# 3D Film Empfehlung



## TankCommander (4. Mai 2015)

3D Film Empfehlungen und Diskussionen 

Egal ob Zuhause oder im Kino gesehen! 

Gruß Tank


----------



## Turbo1993 (4. Mai 2015)

Den besten Film, den ich bis jetzt in 3D gesehen habe, ist Avatar. Hab noch keinen Film gesehen, der besser 3D-Effekte nutzt.


----------



## ColorMe (4. Mai 2015)

Avatar, Interstellar, Hobbit-Reihe oder das gute Piranha 3D.


----------



## jamie (4. Mai 2015)

Nein, nein, nein. Am Besten war eindeutig die Haribo-Werbung!


----------



## MOD6699 (4. Mai 2015)

Avengers, Guardians of the Galaxy fand ich ganz gut von der 3D Umsetzung


----------



## ich558 (4. Mai 2015)

Avatar und Avengers
Da Fullscreen ohne schwarze Balken


----------



## runamoK (4. Mai 2015)

Pacific Rim ist auch sehr gut gemacht.


----------



## drstoecker (4. Mai 2015)

Transformers 4, Titanic...  und hoffentlich bald Star wars.


----------



## humbz (4. Mai 2015)

AmazingSpiderman2 fand ich auch nett. MMn wurde der Film an sich sowieso vollkommen zu Unrecht niedergeschrieben.


----------



## Ryle (4. Mai 2015)

> und hoffentlich bald Star wars.


Hoffentlich nicht! Während man IMAX (nativ gerdeht) noch halbwegs ertragen kann sind alle anderen 3D Effekte, speziell die Aftereffects, einfach furchtbar und lenken nur vom Film ab. Gerade Star Wars schau ich da lieber in 2D. Der ganze 3D Quatsch ist doch auch nur um mehr Geld verlangen zu können. Einen Mehrwert hatte das imho noch nie.


----------



## clown44 (4. Mai 2015)

Den einzigsten Film in 3D, den ich bislang gesehen habe, war Tron - Legacy.
Den hatte ich mir allerdings im Kino angesehen.


----------



## TankCommander (4. Mai 2015)

clown44 schrieb:


> Den einzigsten Film in 3D, den ich bislang gesehen habe, war Tron - Legacy.
> Den hatte ich mir allerdings im Kino angesehen.

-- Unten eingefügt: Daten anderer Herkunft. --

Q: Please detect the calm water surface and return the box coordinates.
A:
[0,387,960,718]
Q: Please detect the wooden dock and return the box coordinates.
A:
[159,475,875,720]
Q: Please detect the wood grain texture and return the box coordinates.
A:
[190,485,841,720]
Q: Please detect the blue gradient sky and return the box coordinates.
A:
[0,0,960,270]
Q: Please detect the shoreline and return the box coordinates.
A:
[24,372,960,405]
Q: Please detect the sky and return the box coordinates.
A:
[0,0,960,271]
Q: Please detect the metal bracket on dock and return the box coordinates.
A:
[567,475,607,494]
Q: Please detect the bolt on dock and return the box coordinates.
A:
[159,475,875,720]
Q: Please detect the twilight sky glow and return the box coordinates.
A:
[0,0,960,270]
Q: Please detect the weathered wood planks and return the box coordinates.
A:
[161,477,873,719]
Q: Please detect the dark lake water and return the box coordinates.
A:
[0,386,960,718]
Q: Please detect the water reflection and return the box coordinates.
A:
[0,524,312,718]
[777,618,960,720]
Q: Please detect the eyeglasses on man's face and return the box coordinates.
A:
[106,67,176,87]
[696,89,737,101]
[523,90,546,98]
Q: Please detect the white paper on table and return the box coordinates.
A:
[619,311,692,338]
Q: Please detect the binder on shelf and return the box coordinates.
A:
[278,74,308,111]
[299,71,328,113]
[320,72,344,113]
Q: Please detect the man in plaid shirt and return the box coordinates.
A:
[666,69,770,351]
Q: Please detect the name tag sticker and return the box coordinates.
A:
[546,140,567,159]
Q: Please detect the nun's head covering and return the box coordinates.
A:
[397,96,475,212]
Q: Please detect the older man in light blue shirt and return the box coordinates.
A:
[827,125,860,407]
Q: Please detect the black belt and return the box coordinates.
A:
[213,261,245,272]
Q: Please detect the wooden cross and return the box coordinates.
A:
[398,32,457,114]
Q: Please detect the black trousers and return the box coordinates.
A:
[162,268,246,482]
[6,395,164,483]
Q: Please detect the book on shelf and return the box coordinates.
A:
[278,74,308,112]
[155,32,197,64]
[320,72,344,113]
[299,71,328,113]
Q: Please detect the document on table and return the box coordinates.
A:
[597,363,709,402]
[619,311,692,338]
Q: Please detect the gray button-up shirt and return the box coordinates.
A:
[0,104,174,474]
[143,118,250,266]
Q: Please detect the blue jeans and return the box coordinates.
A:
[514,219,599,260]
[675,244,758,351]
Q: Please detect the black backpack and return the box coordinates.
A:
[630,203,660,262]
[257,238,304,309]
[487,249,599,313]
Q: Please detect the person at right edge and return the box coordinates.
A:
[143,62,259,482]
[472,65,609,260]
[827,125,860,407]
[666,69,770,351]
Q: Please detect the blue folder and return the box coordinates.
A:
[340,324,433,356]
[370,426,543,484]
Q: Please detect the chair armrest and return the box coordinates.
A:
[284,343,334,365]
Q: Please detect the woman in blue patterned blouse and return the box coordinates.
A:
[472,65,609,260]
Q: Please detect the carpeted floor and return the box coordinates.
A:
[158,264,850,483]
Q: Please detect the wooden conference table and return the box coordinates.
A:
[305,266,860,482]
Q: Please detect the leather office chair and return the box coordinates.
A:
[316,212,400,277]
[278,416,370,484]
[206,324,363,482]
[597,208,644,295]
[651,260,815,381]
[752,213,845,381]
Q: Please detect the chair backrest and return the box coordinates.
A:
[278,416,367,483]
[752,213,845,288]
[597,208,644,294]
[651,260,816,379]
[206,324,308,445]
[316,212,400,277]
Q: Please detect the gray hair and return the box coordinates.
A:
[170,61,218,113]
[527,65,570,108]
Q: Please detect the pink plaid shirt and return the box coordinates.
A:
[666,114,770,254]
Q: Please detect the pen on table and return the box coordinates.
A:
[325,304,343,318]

Tron und Tron Legacy gehören zu meinen Lieblingsfilmen. 

Ich denke ich werde mir "Die Schlacht der fünf Heere" in 3D ansehen. 

Vielen Dank für das Feedback...


----------



## MATRIX KILLER (4. Mai 2015)

Life of Pi - Schiffbruch mit Tiger


----------



## tomsnrossi (4. Mai 2015)

Ich finde bei Animationsfilmen da 3d am besten daher vielleicht Ich einfach Unverbesserlich 1 und 2 oder halt Avatar.


----------



## Leob12 (4. Mai 2015)

Life of Pi war einer der letzten Filme die ich in 3D im Kino gesehen habe. Hat schon was hergemacht


----------



## humbz (5. Mai 2015)

Ryle schrieb:


> Hoffentlich nicht! Während man IMAX (nativ gerdeht) noch halbwegs ertragen kann sind alle anderen 3D Effekte, speziell die Aftereffects, einfach furchtbar und lenken nur vom Film ab. Gerade Star Wars schau ich da lieber in 2D. Der ganze 3D Quatsch ist doch auch nur um mehr Geld verlangen zu können. Einen Mehrwert hatte das imho noch nie.



Ich lasse mal Herrn Scorsese, seines Zeichens Regisseur von Meisterwerken wie Taxi Driver und Raging Bull, antworten: 
"Every shot is rethinking cinema, rethinking narrative – how to tell a story with a picture. Now, I'm not saying we have to keep throwing javelins at the camera, I'm not saying we use it as a gimmick, but it's liberating. It's literally a Rubik's Cube every time you go out to design a shot, and work out a camera move, or a crane move. But it has a beauty to it also. People look like… like moving statues. They move like sculpture, as if sculpture is moving in a way. Like dancers…"

3D so abzukanzeln, wie du es tust, ist billig.


----------



## Leob12 (6. Mai 2015)

humbz schrieb:


> Ich lasse mal Herrn Scorsese, seines Zeichens Regisseur von Meisterwerken wie Taxi Driver und Raging Bull, antworten:
> "Every shot is rethinking cinema, rethinking narrative – how to tell a story with a picture. Now, I'm not saying we have to keep throwing javelins at the camera, I'm not saying we use it as a gimmick, but it's liberating. It's literally a Rubik's Cube every time you go out to design a shot, and work out a camera move, or a crane move. But it has a beauty to it also. People look like… like moving statues. They move like sculpture, as if sculpture is moving in a way. Like dancers…"
> 
> 3D so abzukanzeln, wie du es tust, ist billig.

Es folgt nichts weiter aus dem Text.